When we'd had enough of the cold, though, we went in with Vix and Vix's friend Bean and started playing pinball. I would go on to a weirdly long string of extremely good games, including two in a row where I got on the high score tables although only one of those was the grand champion position. I am aware that (later on) during a game of Metallica everyone else got bored and played some video games during my turn, including one where [personal profile] bunnyhugger had her best-ever game of Q*Bert and put her name on that high score table.

Our playing went on for hours, interrupted only by [personal profile] bunnyhugger popping over to the new-built Brighton Market next door. They still had the homemade chips that we'd loved back in the day. Their good coffee brew was done for the day, though, and only Keurig was available. Apparently the new place looks considerably more respectable and grown-up, from the inside, although there's also a huge wall of liquor and a half-shelf of chewing tobacco, keeping it from putting on airs.

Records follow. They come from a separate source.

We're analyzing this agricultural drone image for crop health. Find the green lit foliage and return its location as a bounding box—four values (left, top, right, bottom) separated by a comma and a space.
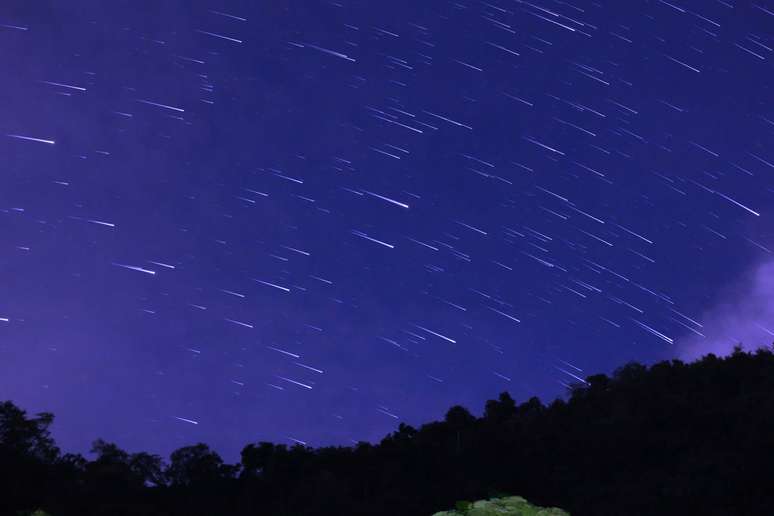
433, 495, 569, 515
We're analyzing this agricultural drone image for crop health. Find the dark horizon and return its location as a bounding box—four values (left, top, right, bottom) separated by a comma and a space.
4, 344, 774, 515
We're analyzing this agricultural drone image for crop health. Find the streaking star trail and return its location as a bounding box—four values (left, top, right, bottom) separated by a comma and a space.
0, 0, 772, 462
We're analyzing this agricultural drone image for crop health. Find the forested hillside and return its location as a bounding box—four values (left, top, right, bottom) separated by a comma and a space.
4, 344, 773, 515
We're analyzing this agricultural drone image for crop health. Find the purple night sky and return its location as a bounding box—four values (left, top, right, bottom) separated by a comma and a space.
1, 0, 772, 461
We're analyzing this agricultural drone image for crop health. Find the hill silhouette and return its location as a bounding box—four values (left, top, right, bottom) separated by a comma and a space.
3, 343, 774, 516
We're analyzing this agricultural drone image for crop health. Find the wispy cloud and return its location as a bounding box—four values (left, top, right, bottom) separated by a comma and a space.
678, 260, 774, 361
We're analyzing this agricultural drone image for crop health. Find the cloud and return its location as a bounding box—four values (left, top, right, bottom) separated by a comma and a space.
677, 260, 774, 361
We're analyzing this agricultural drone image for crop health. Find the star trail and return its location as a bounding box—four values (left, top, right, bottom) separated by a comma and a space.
0, 0, 772, 460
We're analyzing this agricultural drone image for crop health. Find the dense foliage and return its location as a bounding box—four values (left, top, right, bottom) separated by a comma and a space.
432, 495, 568, 515
4, 344, 774, 516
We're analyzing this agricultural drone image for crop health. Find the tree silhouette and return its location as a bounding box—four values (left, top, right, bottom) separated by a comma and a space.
0, 402, 59, 462
166, 443, 235, 486
4, 344, 774, 515
444, 405, 476, 455
483, 392, 516, 424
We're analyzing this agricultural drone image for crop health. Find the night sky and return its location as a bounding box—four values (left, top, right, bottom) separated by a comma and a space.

We ended up playing, in a trio or quartet, a lot of games and sometime when we weren't watching the furmeet broke up, most of the participants going to a nearby bowling alley for that side of things. Well, we successfully met up with one person we know and got to know by name two people we didn't before, so that counts as a very successful social outing. And I am now on the Telegram group that announces events like this, so we have a chance of making it to future pinball- or even just generally fun things that might be happening.

Though we had told ourselves we didn't have to stay until the place closed, we came awfully close; turns out they close at 11. In the event we were there too late to stop at White Castle for dinner, and would console ourselves with Taco Bell. And thoughts of getting back to play their decent, if not-as-good-as-it-was-in-2014, array of games. If we can figure out which is their slow day. (Probably Sunday, the day admission is five dollars cheaper.) Or new furmeets.

Trivia: When the message of President William Harrison's death reached John Tyler the Vice-President was at home, on a gravel walk, shooting marbles with his two sons, who were losing to him. Source: The Year We Had No President, Richard Hansen. Hansen notes that Tyler was teasing his sons, which makes it all sound just impossibly sweet a scene.

Currently Reading: Shakespeare's Library: Unlocking the Greatest Mystery in Literature, Stuart Kells.